Question

if $\omega$ is complex number such that $|$ $\omega$ $|$ $\ne 1$ then the complex number z = $\omega$ + $\frac{1}{\omega }$ describes

• A. ellipse
• B. circle
• C. parabola
• D. straight line

Answer 1

The correct option is A

ellipse

We will take z = x + iy and try to establish some relation between x and y. To do this we have to find the real part and imaginary part of $\omega$ + $\frac{1}{\omega }$. One way to proceed is by taking w = h + ik. If we proceed in that way, it may be difficult to multiply various terms and then simplify. So we will look for other alternatives. If we take $\omega$ = $r{e}^{i\theta }$ and $\frac{1}{\omega }$ will be easy to calculate and there won't be terms also.
z = $\omega$ + $\frac{1}{\omega }$
$\Rightarrow$ x + iy = $r{e}^{i\theta }$ + $\frac{1}{r}$$e^{-i\theta }$ = r(cos $\theta$ + 1 sin$\theta$) + $\frac{1}{r}$(cos $\theta$ - sin$\theta$)
x + iy = $(r+\frac{1}{r})$cos $\theta$+i $(r-\frac{1}{r})$sin$\theta$
$\Rightarrow x=(r+\frac{1}{r})cos\theta ,y=(r-\frac{1}{r})sin\theta$
We got x and y in terms of other variables.
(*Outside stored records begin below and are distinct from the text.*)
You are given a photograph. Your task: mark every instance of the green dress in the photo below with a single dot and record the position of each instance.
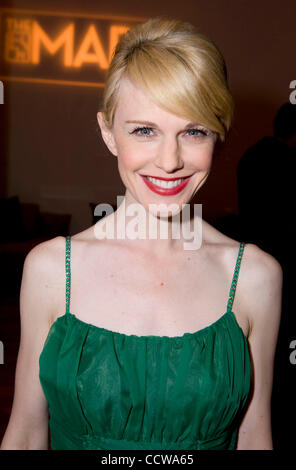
(111, 391)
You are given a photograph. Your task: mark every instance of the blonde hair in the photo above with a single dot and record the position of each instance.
(181, 69)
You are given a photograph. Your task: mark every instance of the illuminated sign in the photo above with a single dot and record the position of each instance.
(58, 48)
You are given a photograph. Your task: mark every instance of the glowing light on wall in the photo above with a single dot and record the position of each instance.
(58, 48)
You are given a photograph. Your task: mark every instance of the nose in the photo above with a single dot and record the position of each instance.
(169, 157)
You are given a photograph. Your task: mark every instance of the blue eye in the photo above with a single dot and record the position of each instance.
(142, 131)
(194, 132)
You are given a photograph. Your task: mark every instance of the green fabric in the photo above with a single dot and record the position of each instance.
(111, 391)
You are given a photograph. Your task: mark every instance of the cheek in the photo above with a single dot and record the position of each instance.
(131, 156)
(201, 158)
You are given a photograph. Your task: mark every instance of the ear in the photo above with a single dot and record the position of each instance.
(107, 134)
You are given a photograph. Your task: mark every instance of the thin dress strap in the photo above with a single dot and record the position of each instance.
(235, 277)
(68, 272)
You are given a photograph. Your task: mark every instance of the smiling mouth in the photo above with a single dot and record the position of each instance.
(166, 184)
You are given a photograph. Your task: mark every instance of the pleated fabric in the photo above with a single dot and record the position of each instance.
(111, 391)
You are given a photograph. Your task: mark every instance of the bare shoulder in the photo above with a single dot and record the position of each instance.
(43, 275)
(262, 293)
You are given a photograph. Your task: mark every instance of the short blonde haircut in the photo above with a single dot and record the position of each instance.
(182, 70)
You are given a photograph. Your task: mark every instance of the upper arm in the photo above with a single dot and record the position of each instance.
(28, 423)
(263, 306)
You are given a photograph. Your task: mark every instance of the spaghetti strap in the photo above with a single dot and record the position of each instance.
(68, 272)
(235, 277)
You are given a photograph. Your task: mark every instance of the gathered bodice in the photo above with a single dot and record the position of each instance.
(108, 390)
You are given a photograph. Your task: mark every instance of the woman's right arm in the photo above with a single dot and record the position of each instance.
(28, 424)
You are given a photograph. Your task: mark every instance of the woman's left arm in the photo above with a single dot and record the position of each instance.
(265, 278)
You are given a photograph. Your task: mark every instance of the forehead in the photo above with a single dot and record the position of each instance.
(135, 103)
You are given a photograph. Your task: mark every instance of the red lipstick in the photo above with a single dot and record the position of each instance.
(166, 191)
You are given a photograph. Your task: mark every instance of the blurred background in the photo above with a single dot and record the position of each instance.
(54, 167)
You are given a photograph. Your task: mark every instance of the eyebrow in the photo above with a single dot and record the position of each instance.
(152, 124)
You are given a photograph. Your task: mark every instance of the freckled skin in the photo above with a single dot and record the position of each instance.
(168, 150)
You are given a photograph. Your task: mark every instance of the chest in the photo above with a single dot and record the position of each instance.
(137, 295)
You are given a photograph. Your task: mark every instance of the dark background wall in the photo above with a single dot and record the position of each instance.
(52, 153)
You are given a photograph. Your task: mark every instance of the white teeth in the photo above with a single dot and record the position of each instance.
(165, 184)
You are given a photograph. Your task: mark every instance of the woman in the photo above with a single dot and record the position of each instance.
(145, 358)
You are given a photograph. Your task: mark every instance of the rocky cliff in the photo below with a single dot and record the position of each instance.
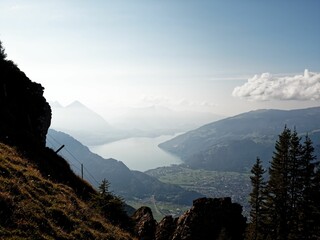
(25, 113)
(208, 218)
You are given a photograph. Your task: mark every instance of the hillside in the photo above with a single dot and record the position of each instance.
(33, 206)
(232, 144)
(123, 182)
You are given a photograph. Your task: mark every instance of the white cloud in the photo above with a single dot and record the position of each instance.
(269, 87)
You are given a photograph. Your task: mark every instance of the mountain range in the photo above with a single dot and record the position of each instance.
(90, 128)
(234, 143)
(123, 181)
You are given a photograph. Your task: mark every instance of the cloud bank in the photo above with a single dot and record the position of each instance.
(268, 87)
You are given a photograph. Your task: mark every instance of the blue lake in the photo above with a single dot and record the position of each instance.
(139, 153)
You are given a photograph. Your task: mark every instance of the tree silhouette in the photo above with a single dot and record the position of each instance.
(3, 55)
(257, 200)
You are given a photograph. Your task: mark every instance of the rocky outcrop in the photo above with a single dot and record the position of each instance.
(145, 225)
(25, 113)
(208, 218)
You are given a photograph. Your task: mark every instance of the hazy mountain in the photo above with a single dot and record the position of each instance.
(124, 182)
(81, 122)
(91, 128)
(232, 144)
(155, 120)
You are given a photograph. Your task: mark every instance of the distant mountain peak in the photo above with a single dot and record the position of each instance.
(76, 103)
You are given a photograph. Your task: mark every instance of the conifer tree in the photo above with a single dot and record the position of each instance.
(3, 55)
(257, 200)
(294, 184)
(278, 197)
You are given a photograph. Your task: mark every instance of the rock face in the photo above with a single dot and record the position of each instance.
(145, 225)
(208, 218)
(25, 113)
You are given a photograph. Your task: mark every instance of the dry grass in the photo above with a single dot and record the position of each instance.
(33, 207)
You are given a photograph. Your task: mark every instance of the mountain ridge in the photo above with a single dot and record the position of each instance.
(249, 135)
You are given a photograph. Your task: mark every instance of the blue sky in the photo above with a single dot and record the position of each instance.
(182, 54)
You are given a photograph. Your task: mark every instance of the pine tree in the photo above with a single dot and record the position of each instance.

We will try to eliminate $\theta$.
$\left(\frac{x}{r+\frac{1}{r}}\right)$ = cos $\theta$, $\left(\frac{y}{r-\frac{1}{r}}\right)$ = sin $\theta$
We know $co{s}^2$$\theta$ + $si{n}^2$$\theta$ = 1
$\Rightarrow$($\frac{x^2}{(r+\frac{1}{r}{)}^2}$) + ($\frac{y^2}{(r-\frac{1}{r}{)}^2}$) = 1, which is an ellipse.